土田 出身は愛知ですけど意外と松本は近いので、よう行ってたんです。で、蕎麦も好きで、松本城を眺めながら蕎麦を食べていたという、かなり渋い子供でした。
山内 ハハハハ! かわいいなあ(笑)。
土田 壁新聞みたいなのを作って“松本の蕎麦の食べ歩き”みたいな記事を発表したりしてました。
山内 すごいですねえ!
土田 だから昔から馴染みのある、好きな街なんです。他にもたとえば、バーテンダーで日本一になった人がいるバーとかもありますよね。なんかちょこちょこ、そういう人がいる街でもあるんですよ。僕の後輩とかにも東京から移住してきて、人を集めてサロンみたいなことをやったり、トークショーをやったり。そういうことやってる人が多いんですよね。
山内 下地があるから、そういうことも受け入れられやすい街なんでしょうね。酒もうまいですしね。
――ちなみに、関東ではKAAT神奈川芸術劇場ですね。
山内 KAATは、何しろ圭史が芸術監督をやっている劇場ですから。
土田 そうそうそう。
山内 KAATも、東京の方だとちょっと遠いってイメージがあるかもわかりませんけど、でも実際に行ってみると楽しい場所なんですよ。

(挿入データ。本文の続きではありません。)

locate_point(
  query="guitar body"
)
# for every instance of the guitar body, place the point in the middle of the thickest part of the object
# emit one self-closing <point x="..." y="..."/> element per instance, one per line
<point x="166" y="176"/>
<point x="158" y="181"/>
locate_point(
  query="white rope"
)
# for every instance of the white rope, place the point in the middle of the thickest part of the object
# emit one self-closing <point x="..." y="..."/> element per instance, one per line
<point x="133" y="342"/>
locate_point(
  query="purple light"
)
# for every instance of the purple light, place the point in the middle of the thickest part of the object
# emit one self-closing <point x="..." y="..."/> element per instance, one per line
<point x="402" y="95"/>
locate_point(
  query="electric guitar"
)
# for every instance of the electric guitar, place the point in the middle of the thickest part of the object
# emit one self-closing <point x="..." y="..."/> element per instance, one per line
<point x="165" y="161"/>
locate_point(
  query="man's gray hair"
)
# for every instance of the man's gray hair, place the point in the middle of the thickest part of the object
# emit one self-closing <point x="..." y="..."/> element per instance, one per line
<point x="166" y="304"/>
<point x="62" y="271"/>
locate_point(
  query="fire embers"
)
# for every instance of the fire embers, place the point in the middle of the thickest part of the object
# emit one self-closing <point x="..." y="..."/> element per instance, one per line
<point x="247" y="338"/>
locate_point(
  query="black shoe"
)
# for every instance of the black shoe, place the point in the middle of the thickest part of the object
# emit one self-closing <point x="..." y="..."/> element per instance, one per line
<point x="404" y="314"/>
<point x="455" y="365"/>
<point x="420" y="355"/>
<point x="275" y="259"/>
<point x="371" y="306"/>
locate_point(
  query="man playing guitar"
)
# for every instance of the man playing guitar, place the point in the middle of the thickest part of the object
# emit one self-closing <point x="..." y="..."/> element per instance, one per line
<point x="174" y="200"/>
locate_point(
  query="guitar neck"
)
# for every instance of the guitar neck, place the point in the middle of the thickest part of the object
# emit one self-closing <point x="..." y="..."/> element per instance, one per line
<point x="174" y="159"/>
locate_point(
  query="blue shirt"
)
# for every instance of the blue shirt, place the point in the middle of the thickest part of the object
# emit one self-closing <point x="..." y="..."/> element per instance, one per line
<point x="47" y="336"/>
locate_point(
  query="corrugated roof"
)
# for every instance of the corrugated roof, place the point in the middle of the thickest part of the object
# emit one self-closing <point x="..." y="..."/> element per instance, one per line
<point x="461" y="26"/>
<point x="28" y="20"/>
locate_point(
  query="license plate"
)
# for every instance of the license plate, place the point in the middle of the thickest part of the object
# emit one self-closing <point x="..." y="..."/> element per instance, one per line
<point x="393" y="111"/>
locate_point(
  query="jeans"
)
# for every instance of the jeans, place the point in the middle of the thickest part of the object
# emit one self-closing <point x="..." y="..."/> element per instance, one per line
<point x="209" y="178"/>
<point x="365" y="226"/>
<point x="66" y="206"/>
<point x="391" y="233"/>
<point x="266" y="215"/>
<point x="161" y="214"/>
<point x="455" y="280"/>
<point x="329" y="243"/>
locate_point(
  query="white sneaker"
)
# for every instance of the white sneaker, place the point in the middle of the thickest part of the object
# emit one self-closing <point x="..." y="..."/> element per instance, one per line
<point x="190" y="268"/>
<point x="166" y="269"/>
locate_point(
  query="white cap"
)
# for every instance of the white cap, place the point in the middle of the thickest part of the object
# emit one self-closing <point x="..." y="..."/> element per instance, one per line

――中華街も近いですしね(笑)。いざ行ってみると、そんなに言うほど遠くないですし。
土田 そうそう、遠くないです。みなさん、ぜひお越しください(笑)。
――最後にぜひ、お客様に向けてお誘いの言葉もいただければありがたいです。
山内 本当に、チェーホフの面白さとかゴドーの意味のなさとかが、すごくポップに客席にお届けできる公演だと思います。チェーホフにちょっと興味あるけど、つい敬遠してたみたいな人には特に楽しんでいただけるはずです。あとね、アンダー25チケット(松本)とかアンダー24チケット(神奈川)とか、若い人に優しい公演でもあります。もちろん、お年寄りも楽しめると思いますが、できれば若い方にも大勢来ていただきたい。いわゆるわかりやすいもの、ではないかもしれませんが。わかりやすくなくて面白いものを、もっと若い人に知ってほしいです。
土田 本当に素晴らしいキャストに集まっていただけたので、いろいろなものの境目がないものにしたいですね。今、……山内さんもおっしゃってくださいましたけど、って、またどう呼ぼうか迷いが入って間が空いちゃいましたが。
山内 ハハハハ!
土田 ストレートプレイとか、笑いとか、不条理とか、文学とか、そういうものにカテゴライズされない、普通に面白い作品を作れる環境が今回はあると思うので。ぜひ、それを目撃しに来ていただきたいなと思います!